The American Health Care Act (AHCA) was passed by the House in May to replace the Affordable Care Act (ACA), with dramatic consequences for Medicaid. It drastically cuts program spending over 10 years in a two-part punch: by changing the way the federal government shares Medicaid costs with DC, and by ending enhanced funding DC has received under the ACA to expand Medicaid to able-bodied adults without children.
DC and the states currently share the cost of their Medicaid programs with the federal government, and DC receives 70 cents for every dollar it spends. The ACA allowed the District to expand Medicaid to adults without children who are not elderly or disabled—who previously had not been eligible—with the federal government paying 90 percent. This would change in fundamental ways under the House bill.
First, it would end the enhanced funding for DC’s Medicaid expansion. Beginning January 2020, the federal government would only pay DC’s regular matching rate, 70 percent, instead of 90 percent for any new Medicaid expansion enrollees.
Second, it would end federal Medicaid funding entirely for 13,000 of the 80,000 people who are currently covered by DC’s Medicaid expansion. That’s because the ACA generally allowed states to expand Medicaid coverage for able-bodied adults without children with incomes up to 133 percent of the poverty line (or individuals with incomes at $16,040 or less) but the District received federal permission to extend this, covering individuals with incomes up to 210 percent of the poverty line (or those making up to $25,330). Under the AHCA, DC would get no federal funds for residents with incomes between 133 percent and 210 percent of the poverty line.
But there’s more. Over time, the AHCA also would ultimately end the practice of reimbursing DC based on share of expenses and instead provide a fixed amount per person, or per-capita-cap. This would leave DC on the hook to cover additional or unexpected expenses – which is especially problematic if health care costs rise faster than the capped amount adjusts for.

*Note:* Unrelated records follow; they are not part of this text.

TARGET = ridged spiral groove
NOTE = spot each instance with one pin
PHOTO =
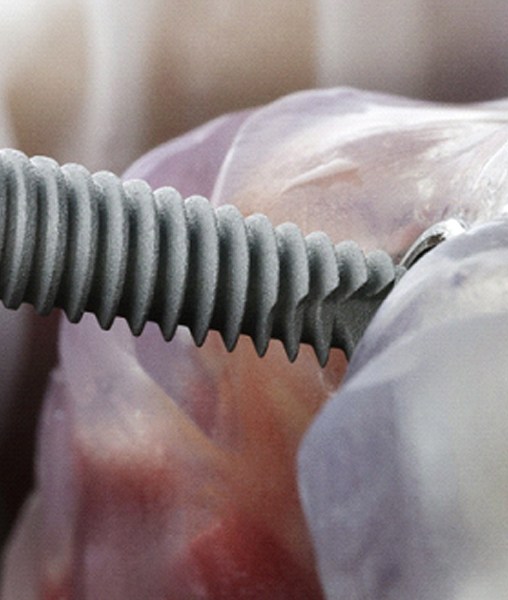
(87, 242)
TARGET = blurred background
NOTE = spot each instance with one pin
(101, 81)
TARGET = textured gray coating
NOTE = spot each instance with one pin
(92, 243)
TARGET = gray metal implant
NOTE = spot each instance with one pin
(93, 243)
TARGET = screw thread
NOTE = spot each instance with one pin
(93, 243)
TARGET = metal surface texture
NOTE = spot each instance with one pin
(93, 243)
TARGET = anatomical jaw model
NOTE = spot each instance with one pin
(168, 471)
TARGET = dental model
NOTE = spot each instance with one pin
(167, 471)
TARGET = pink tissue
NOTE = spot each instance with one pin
(167, 471)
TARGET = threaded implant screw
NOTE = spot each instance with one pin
(93, 243)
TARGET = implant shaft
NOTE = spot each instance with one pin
(92, 243)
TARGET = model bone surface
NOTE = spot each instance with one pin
(202, 477)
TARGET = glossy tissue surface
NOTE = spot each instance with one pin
(165, 471)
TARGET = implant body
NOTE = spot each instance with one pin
(86, 242)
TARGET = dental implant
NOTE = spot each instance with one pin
(92, 243)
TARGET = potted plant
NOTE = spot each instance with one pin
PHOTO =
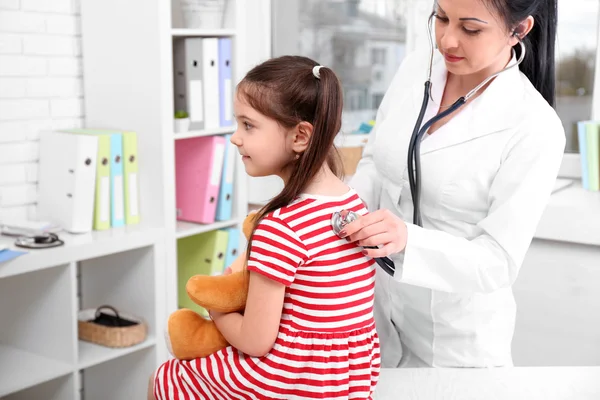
(182, 121)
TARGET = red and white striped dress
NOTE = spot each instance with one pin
(327, 346)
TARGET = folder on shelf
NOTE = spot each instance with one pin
(210, 71)
(225, 202)
(233, 245)
(102, 191)
(114, 140)
(67, 180)
(198, 170)
(225, 83)
(202, 254)
(130, 174)
(188, 80)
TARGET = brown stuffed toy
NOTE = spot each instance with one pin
(189, 335)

And the costs to DC would be expected to rise over time as the gap between actual health costs and capped federal funding grows.

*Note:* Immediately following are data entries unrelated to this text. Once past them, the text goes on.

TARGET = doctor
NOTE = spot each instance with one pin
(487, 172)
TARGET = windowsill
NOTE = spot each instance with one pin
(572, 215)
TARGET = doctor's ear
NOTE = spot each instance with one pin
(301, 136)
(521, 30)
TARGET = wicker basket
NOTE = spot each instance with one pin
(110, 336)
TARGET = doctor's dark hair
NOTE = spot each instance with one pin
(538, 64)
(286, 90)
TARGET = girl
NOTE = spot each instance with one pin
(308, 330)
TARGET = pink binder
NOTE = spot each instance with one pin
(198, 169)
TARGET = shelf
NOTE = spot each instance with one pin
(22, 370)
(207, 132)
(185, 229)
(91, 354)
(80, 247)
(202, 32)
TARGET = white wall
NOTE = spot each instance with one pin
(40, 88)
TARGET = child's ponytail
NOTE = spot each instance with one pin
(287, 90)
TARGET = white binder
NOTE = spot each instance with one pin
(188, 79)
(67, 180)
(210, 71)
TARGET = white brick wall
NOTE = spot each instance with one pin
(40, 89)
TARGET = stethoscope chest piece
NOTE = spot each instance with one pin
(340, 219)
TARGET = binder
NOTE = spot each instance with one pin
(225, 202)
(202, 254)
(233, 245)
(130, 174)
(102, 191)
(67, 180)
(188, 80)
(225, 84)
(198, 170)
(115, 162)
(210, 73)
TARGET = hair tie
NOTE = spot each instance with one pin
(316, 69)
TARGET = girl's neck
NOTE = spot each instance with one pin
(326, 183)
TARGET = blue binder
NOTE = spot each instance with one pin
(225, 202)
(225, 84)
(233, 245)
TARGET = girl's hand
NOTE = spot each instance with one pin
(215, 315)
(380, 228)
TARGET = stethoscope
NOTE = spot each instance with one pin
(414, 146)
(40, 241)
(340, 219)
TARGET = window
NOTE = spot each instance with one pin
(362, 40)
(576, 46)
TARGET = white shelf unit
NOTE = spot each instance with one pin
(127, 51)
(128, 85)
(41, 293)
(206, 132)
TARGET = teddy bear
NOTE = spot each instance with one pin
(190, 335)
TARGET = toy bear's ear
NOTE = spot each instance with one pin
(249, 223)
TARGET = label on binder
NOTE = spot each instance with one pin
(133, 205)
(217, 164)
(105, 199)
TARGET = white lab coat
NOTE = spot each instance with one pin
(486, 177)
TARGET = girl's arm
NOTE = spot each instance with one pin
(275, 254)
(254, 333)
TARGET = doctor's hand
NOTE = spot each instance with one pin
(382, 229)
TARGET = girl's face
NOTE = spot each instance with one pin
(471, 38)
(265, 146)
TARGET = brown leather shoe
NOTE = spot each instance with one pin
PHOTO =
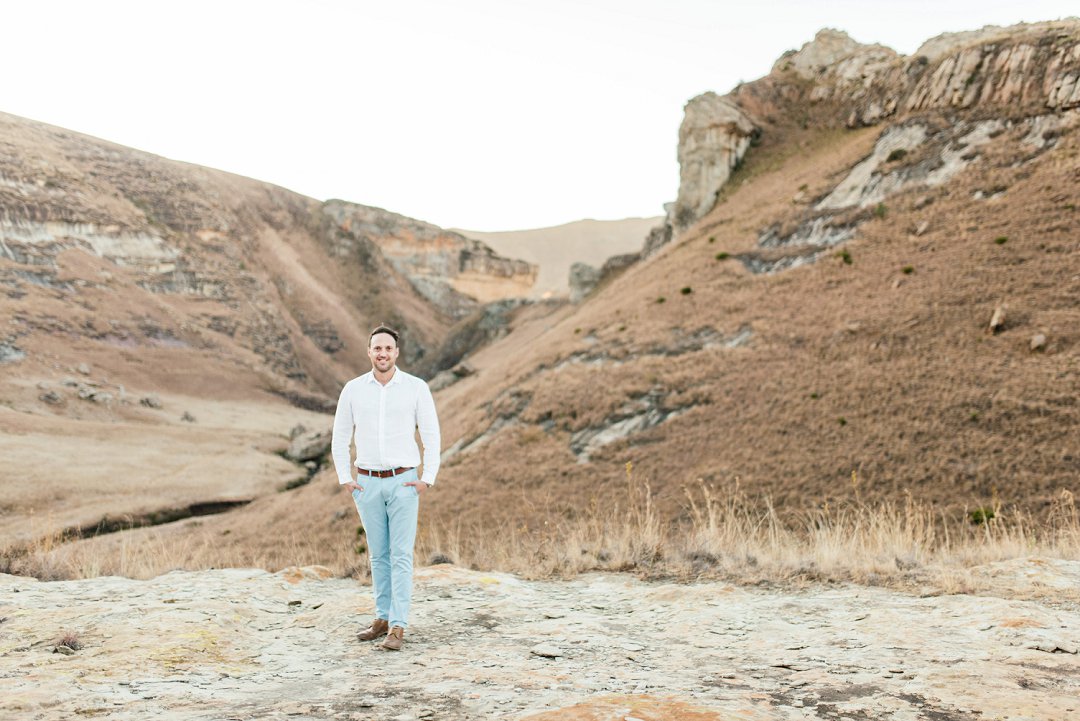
(377, 628)
(394, 639)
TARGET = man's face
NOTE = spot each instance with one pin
(382, 351)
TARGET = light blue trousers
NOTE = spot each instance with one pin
(389, 511)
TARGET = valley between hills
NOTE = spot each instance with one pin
(865, 293)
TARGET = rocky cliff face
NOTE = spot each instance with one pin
(713, 138)
(451, 271)
(844, 271)
(1025, 71)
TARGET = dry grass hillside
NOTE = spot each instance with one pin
(165, 326)
(786, 355)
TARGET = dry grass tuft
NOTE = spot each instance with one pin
(731, 536)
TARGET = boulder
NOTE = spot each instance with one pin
(583, 279)
(713, 138)
(309, 446)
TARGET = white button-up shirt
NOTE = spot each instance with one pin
(386, 419)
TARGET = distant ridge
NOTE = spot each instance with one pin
(554, 249)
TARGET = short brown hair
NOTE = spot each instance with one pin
(387, 329)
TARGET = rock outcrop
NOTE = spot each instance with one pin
(451, 271)
(1012, 72)
(713, 138)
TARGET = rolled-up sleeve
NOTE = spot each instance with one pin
(427, 421)
(342, 433)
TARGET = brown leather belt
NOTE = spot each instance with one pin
(382, 474)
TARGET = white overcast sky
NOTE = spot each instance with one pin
(488, 114)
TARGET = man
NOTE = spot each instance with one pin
(381, 410)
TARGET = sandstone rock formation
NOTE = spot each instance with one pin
(247, 643)
(583, 279)
(1020, 71)
(451, 271)
(714, 136)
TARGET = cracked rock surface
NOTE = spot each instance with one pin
(244, 643)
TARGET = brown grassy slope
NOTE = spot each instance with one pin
(264, 299)
(931, 404)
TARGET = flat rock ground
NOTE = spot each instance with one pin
(252, 644)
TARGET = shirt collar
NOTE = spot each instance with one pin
(393, 379)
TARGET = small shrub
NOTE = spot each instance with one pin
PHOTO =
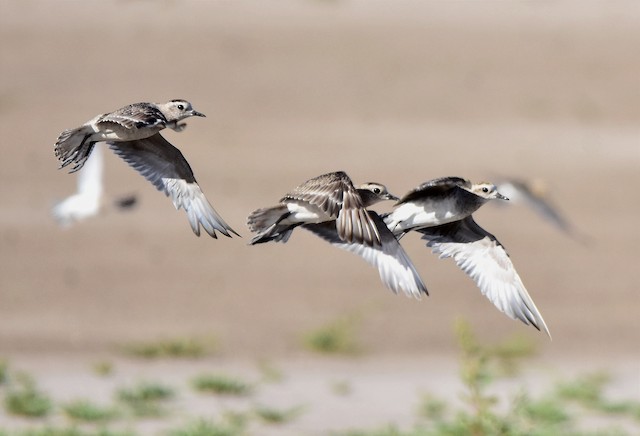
(171, 348)
(228, 426)
(221, 384)
(103, 368)
(277, 416)
(337, 337)
(25, 399)
(146, 398)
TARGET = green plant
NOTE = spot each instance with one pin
(85, 410)
(229, 425)
(172, 348)
(71, 431)
(103, 368)
(221, 384)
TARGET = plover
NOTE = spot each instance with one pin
(441, 210)
(535, 195)
(132, 132)
(332, 208)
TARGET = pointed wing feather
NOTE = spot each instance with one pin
(167, 169)
(396, 270)
(481, 256)
(434, 187)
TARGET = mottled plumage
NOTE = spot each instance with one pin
(441, 210)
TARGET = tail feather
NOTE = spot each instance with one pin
(266, 223)
(73, 147)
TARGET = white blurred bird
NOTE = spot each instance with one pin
(441, 210)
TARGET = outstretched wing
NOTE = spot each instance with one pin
(434, 187)
(481, 256)
(165, 166)
(335, 195)
(396, 270)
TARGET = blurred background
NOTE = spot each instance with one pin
(394, 92)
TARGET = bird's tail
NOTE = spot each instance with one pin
(73, 147)
(266, 223)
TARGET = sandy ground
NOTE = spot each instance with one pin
(396, 92)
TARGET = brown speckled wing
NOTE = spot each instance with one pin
(481, 256)
(335, 194)
(134, 116)
(166, 168)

All of these changes leave DC to foot an ever-increasing bill, and the additional costs to DC just to maintain its full Medicaid expansion would be over $1.5 billion between fiscal years 2018 and 2024, according to the DC Department of Health Care Finance.
With these kinds of financial constraints, DC would have three choices: devote far more local dollars to the Medicaid program, limit Medicaid enrollment, or reduce Medicaid benefits. None of these options would bode well for District residents, and it could critically increase the number of uninsured.